Because it has a stable low power output, it can also be used with minute power settings, allowing the user to obtain the power they desire.

By using the optical fiber cable 22 having a connector 3 with a built-in shielding plate 7 of the present invention, it can be easily connected to a laser irradiation device for a mirror-articulated light guide, and it can be easily connected to a laser irradiation device for a mirror-articulated light guide. It can be used in a wide range of applications using optical fibers, such as surgeries that require Of course, it can also be used with high-power optical fiber type equipment that uses optical fibers from the beginning.

[BRIEF DESCRIPTION OF THE DRAWINGS] FIG. 3 is a cross-sectional view of A, a side view taken in the direction of arrow B, and FIG. 4 is an external view showing a laser irradiation device and an optical fiber cable. 1... Distribution mirror, 5... Condensing lens, 7... Shielding plate, 9... Prism, 2
2...Optical fiber cable.

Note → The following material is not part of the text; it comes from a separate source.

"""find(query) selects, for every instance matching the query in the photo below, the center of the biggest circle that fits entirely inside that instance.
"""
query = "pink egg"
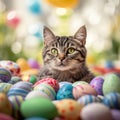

Figure 3! 4 Figure 4

Claims (1)

[Claims] an optical fiber that guides the laser beam; a guide light fiber that specifies the position of the laser beam emitted from the optical fiber; splitting means for splitting the incoming guide light and guiding it to the optical fiber and the entrance port of the guide light fiber; and an optical means for condensing the split laser light and making it enter the optical fiber; An optical fiber cable comprising a shielding means that can be opened and closed and is provided between the optical means and the optical fiber.